CenterForAssessment / randomNames

Function to generate random gender and ethnicity correct first and/or last names. Names are chosen proportionally based upon their probability of appearing in a large scale data base of real names.
https://centerforassessment.github.io/randomNames
Other
32 stars 6 forks source link

Uninformative error message when exhausting names #83

Open joshwlambert opened 7 months ago

joshwlambert commented 7 months ago

It seems that when the number of names is exhausted when using randomNames() (with sample.with.replacement = FALSE) it gives an uninformative error message about sampling. It would be great if the {randomNames} package could provide the user with an custom informative error message when the requested number of names is too large. This error message can also suggest turning sample.with.replacement to TRUE to help.

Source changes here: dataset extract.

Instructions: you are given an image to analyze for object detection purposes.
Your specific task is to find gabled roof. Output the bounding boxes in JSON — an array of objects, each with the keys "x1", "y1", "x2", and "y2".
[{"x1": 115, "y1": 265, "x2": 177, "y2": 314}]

Here is a reprex to show an example

library(randomNames)
set.seed(1)
gender <- rep(c("M", "F"), 2525)
names <- randomNames::randomNames(
    which.names = "both",
    name.sep = " ",
    name.order = "first.last",
    gender = gender,
    sample.with.replacement = FALSE
)
str(names)
#>  chr [1:5050] "Sebastian Clayton" "Melisa White" "Eli Jackson" "Malisse Ha" ...

gender <- rep(c("M", "F"), 3000)
names <- randomNames::randomNames(
    which.names = "both",
    name.sep = " ",
    name.order = "first.last",
    gender = gender,
    sample.with.replacement = FALSE
)
#> Error in sample.int(length(x), size, replace, prob): cannot take a sample larger than the population when 'replace = FALSE'

Created on 2024-01-18 with reprex v2.0.2

dbetebenner commented 7 months ago

Thank you for the comment.

I will think about how to add better messaging for the circumstance you provide.

If you are interested in getting a longer list of unique first.last name combinations, you can change sample.with.replacement = TRUE and then select out the unique combinations that occur.

The error you provide is because the internal data probably doesn't have enough female or male first names. Since the package is making combinations of first and last, there are probably millions of those.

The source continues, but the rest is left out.